Any excess feeling of injustice is burning in just us. Anger burns those that hold on to it. Being forgiving, and letting go of a painful anger, creates a space for clarity and peace.
Sadness
Sadness often arises when something precious seems to end. This sadness is not separate from love—it is your love wearing a different face.
You could try to rise above sadness. But sometimes it is wiser to sit with sadness, to feel it fully in your chest, to notice that it softens you.
When you look closely, you may discover that nothing is ever truly lost. Not a single atom, not a single spark of energy, not a single echo of the laughter you shared. The form changes, but the essence remains in ways you can sense if you grow quiet enough.
In every tear, there is the memory of love. In every ache, there is proof of belonging. This, too, is a kind of peace—not the peace of rising above feeling, but the peace of knowing that love never really goes anywhere.

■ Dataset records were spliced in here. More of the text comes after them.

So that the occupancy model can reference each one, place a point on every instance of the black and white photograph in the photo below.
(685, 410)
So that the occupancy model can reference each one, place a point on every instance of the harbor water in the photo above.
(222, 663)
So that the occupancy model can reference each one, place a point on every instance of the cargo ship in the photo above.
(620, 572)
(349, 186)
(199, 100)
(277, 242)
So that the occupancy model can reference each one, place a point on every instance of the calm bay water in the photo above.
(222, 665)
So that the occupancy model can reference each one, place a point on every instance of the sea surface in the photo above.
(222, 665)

As you are breathing now, feel each breath arriving, each breath leaving. Not one of them disappears. Each becomes something else. So it is with everything you have ever loved.
Revenge
A desire to make them feel your pain keeps you locked in a cycle of suffering. There may not be such a thing as satisfactory revenge. Everyone pays for their own actions, without you having to be judge and executioner. You can be free from judging them and attacking them back.
Guilt
People with a desire for punishment tend to receive it, but many times more punishment than required to even things out. So it’s almost certain that you have suffered enough.

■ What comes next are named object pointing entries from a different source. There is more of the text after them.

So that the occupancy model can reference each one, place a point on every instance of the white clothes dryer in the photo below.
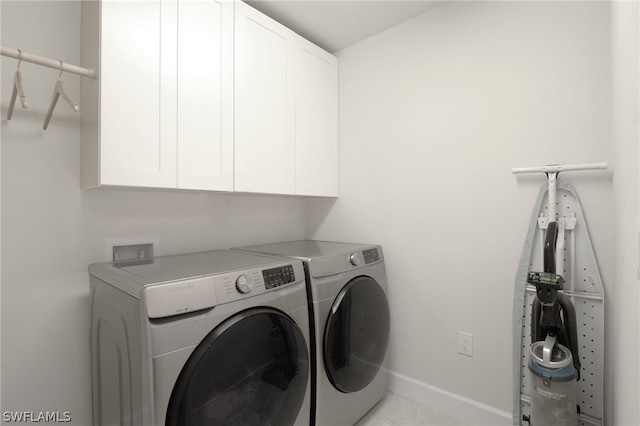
(346, 287)
(213, 338)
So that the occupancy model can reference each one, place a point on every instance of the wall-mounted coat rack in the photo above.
(59, 89)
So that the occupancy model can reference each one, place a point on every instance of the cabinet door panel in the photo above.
(264, 131)
(130, 100)
(205, 95)
(317, 148)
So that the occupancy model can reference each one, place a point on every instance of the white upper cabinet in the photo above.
(205, 95)
(264, 104)
(160, 114)
(317, 147)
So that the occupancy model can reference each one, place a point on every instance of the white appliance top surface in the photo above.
(308, 249)
(171, 268)
(184, 266)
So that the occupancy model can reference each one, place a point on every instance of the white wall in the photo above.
(434, 113)
(626, 137)
(51, 229)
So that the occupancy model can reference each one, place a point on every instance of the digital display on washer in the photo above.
(370, 256)
(278, 276)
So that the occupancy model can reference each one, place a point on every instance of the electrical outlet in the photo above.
(465, 343)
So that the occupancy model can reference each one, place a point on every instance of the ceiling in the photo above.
(336, 24)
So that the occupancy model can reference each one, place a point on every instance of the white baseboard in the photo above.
(467, 410)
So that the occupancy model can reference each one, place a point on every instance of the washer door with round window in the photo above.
(356, 334)
(252, 369)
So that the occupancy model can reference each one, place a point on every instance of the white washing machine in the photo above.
(346, 287)
(213, 338)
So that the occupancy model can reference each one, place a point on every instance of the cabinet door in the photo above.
(264, 104)
(137, 78)
(317, 147)
(205, 95)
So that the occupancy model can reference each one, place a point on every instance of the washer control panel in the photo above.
(179, 297)
(243, 284)
(276, 277)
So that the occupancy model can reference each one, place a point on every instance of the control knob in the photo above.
(243, 285)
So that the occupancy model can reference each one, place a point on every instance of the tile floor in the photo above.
(398, 411)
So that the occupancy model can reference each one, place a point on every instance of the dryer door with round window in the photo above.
(252, 369)
(356, 334)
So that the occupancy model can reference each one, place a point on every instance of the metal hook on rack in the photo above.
(17, 89)
(59, 90)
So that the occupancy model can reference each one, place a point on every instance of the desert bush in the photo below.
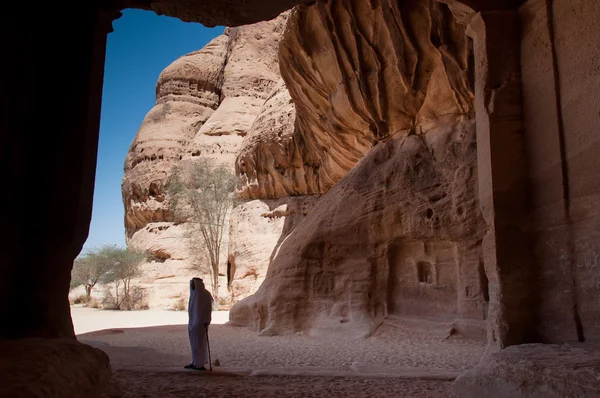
(179, 305)
(117, 299)
(202, 194)
(81, 299)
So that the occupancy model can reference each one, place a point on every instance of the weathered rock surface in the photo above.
(357, 72)
(52, 368)
(206, 103)
(258, 228)
(534, 370)
(399, 234)
(216, 12)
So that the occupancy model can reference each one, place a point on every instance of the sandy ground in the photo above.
(147, 359)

Now you don’t have to suffer anymore. And you don't have to invite others to play a role in punishing you. You can make a new vow:
"Now I no longer hold any guilt or desire any punishment, so we both may be released from a cycle of suffering into peace."
Pain & Power
You can realize they were not acting out of real power or strength, but acting out of their pain and weakness. You can break the cycle and realize your real power and strength is in calm, clarity, confidence, and peace.
Compassion
You have realized that for that person, in many ways, their life experience and state of mind is already a punishment. You can break the cycle for yourself, so you are freed from their influence.
You don’t act out of your pain to punish. You act out of your power to forgive and allow natural justice to take its course, while you focus on your own wisdom of compassion.